The Big Bell Test chosen as a finalist for the ERC PERA Award
The Global physics experiment coordinated by ICFO in 2016 challenged Einstein with the help of 100,000 volunteers and now has been selected as a finalist for the Public Engagement and Research Awards of the ERC
On November 30th of 2016, for the first time, the world had the opportunity to participate in and contribute to a unique worldwide experiment that tested the laws of quantum physics using random numbers generated by humans.
The experiment was instigated by Carlos Abellan, co-founder of Quside (in 2016 a PhD student at ICFO), and coordinated by ICREA Prof. at ICFO Morgan Mitchell, in collaboration with a team of ICFO researchers including Antonio Acín, Jordi Tura, Georg Heinze, Pau Farrera, Hugues de Riedmatten, Valerio Pruneri, together with ICFO’s KTT and Communications units. Twelve laboratories from around the world came together to put in motion the BIG Bell Test: worldwide quantum experiments powered by human randomness, with the aim of demonstrating experimentally that the microscopic world is in fact as strange as quantum physics predicts: particles that behave in a random way, determining their properties only when we look at them; strange instantaneous interactions at a distance ... predictions that were questioned by Einstein, who rejected them completely.
The BIG Bell Test recruited participants all over the world to generate unpredictable sequences of zeros and ones (bits) through an online video game, all in one single day, November 30th. On that day, the bits were routed to state-of-the-art experiments in Brisbane, Shanghai, Vienna, Rome, Munich, Zurich, Nice, Barcelona, Buenos Aires, Concepción Chile and Boulder Colorado, where they were used to set the angles of polarizers and other laboratory elements to determine how entangled particles were measured.

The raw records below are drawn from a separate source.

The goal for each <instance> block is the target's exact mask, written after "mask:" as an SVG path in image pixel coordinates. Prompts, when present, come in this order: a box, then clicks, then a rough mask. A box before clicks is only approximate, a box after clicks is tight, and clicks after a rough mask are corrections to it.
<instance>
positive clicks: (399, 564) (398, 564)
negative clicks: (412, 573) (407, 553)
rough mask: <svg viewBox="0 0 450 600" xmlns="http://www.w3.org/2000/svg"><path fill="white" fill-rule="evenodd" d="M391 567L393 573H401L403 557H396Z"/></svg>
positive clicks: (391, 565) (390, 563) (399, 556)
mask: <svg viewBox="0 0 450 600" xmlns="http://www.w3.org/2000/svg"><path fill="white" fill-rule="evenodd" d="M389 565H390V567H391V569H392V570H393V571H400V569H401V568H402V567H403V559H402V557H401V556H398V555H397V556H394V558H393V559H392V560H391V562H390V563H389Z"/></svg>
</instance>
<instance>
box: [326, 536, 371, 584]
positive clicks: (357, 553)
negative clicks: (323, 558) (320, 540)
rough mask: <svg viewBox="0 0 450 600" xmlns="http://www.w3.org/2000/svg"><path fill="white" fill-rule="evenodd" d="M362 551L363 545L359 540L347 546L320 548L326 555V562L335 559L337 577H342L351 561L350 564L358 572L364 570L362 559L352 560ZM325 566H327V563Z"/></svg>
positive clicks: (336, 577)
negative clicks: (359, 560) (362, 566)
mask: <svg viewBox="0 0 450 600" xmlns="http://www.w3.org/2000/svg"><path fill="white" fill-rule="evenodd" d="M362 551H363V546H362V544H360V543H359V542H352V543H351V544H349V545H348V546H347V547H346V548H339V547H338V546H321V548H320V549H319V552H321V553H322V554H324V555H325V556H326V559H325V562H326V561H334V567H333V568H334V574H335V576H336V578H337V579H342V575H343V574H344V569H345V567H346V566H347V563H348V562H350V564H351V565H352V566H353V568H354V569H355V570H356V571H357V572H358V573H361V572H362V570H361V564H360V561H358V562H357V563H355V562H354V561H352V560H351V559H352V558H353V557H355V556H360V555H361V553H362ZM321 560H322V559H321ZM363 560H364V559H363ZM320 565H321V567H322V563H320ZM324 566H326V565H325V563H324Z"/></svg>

More than 100,000 participants contributed with more than 90 million random number bits, making possible a strong test of local realism, as well as other experiments on realism in quantum mechanics. The results obtained strongly disagreed with Einstein’s worldview, closed the freedom-of-choice loophole for the first time, and demonstrated several new methods to study entanglement and local realism.
This year, the BIG Bell Test Project, submitted by Prof. Antonio Acín, has been selected as one of the nine finalists of the European Research Council’s Public Engagement with Research Award. This Award was established to recognise those ERC grantees who successfully engage audiences outside their domain. The laureates selected by the jury and the winner of the public vote, that will take place from now until July 14th, will be revealed at EuroScience Open Forum (ESOF) on 14 July 2022 during the ceremony starting at 16:00 CEST and livestreamed on YouTube.
CAST YOUR VOTE
The nine finalists of this award are very different in topic but all involve the participation and engagement of citizens.
In order to participate, learn about all of the nominated projects, and cast your vote, enter the ERC platform here. The Big Bell Test is in the “CITIZEN SCIENCE” award category.
The BBT was a monumental experience in every way. For the coordinating team and for the +50 scientists that were running experiments all over the world that day, it was simply amazing to see so many people from the four corners of the world participating in a quantum physics experiment, creating random numbers, taking control of the experiments in real time, and actually defying Einstein’s notion of quantum mechanics… Simply unforgettable!